Automated Detection of Under-Constrained Circuits in Zero-Knowledge Proofs

As zero-knowledge proofs gain increasing adoption, the cryptography community has designed domainspecific languages (DSLs) that facilitate the construction of zero-knowledge proofs (ZKPs). Many of these DSLs, such as Circom, facilitate the construction of arithmetic circuits, which are essentially polynomial equations over a finite field. In particular, given a program in a zero-knowledge proof DSL, the compiler automatically produces the corresponding arithmetic circuit. However, a common and serious problem is that the generated circuit may be underconstrained, either due to a bug in the program or a bug in the compiler itself. Underconstrained circuits admit multiple witnesses for a given input, so a malicious party can generate bogus witnesses, thereby causing the verifier to accept a proof that it should not. Because of the increasing prevalence of such arithmetic circuits in blockchain applications, several million dollars worth of cryptocurrency have been stolen due to underconstrained arithmetic circuits. Motivated by this problem, we propose a new technique for finding ZKP bugs caused by underconstrained polynomial equations over finite fields.

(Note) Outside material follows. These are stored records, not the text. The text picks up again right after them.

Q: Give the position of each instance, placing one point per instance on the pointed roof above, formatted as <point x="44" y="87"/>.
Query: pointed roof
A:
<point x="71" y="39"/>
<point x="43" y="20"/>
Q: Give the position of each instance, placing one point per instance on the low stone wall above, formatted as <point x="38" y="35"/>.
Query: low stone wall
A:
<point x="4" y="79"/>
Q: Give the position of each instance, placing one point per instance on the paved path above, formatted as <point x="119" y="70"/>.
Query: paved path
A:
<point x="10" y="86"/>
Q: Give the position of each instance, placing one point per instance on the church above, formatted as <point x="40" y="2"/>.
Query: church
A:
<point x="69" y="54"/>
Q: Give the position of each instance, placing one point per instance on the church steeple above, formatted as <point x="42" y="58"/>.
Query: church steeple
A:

Our method performs semantic reasoning over the finite field equations generated by the compiler to prove whether or not each signal is uniquely determined by the input. Our proposed approach combines SMT solving with lightweight uniqueness inference to effectively reason about underconstrained circuits. We have implemented our proposed approach in a tool called QED2 and evaluate it on 163 Circom circuits. Our evaluation shows that QED2 can successfully solve 70% of these benchmarks, meaning that it either verifies the uniqueness of the output signals or finds a pair of witnesses that demonstrate non-uniqueness of the circuit. Furthermore, QED2 has found 8 previously unknown vulnerabilities in widelyused circuits.